= Ibrahim Fawal =

Palestinian-American academic, professor, and author (1933–2020)

Ibrahim Fawal (1933 - 2020) was a Palestinian-American academic, former professor, and author of the historical novel On the Hills of God, about the experiences of a young Palestinian man during the Nakba, or "catastrophe" of 1948. He lived in Birmingham, Alabama.

Fawal was born in Ramallah, Palestine in 1933. He later moved to the United States, where he earned a bachelor's degree from Birmingham–Southern College and a M.A. in film from UCLA. He worked as an assistant to director David Lean during the filming of Lawrence of Arabia in 1961, before returning to Birmingham, where he became a professor of film and literature at the University of Alabama at Birmingham.

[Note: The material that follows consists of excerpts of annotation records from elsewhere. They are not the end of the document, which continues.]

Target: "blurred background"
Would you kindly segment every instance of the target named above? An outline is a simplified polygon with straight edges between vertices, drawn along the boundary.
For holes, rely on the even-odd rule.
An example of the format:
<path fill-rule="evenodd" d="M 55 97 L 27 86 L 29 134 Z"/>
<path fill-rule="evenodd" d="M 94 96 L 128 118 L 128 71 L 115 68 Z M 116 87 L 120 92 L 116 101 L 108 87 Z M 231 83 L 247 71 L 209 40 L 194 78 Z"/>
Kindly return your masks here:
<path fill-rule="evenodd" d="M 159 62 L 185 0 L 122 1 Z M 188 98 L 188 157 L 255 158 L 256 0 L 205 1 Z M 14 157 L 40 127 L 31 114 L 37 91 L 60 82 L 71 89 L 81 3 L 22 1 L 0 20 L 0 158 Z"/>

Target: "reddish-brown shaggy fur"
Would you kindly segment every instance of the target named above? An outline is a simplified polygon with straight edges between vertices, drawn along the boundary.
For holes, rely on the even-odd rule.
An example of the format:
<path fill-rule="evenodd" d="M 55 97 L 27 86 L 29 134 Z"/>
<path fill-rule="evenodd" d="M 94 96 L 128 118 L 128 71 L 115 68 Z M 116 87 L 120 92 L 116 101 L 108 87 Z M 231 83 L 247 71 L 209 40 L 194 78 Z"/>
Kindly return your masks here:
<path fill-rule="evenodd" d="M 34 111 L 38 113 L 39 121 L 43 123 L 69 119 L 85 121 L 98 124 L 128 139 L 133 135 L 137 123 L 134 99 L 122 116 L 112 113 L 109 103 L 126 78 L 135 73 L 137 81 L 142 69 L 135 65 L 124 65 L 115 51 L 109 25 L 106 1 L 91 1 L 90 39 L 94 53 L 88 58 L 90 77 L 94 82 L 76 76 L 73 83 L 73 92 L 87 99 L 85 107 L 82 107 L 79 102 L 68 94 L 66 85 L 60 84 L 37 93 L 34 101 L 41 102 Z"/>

In 1996, at the age of 63, Fawal began working on his Ph.D. at Oxford University in England. His thesis, on renowned Egyptian filmmaker Youssef Chahine, was published by the British Film Institute and University of California Press in 2001. Fawal's first novel, On the Hills of God, was published in 1998 and tells the story of the Palestinian Nakba, or "catastrophe", through the eyes of a young Palestinian man named Yousif Safi. It was the recipient of the PEN Oakland/Josephine Miles Literary Award, and has been translated into Arabic and German.

According to an editorial review by Patricia Keegan Holz of Washington International, Fawal was a Christian.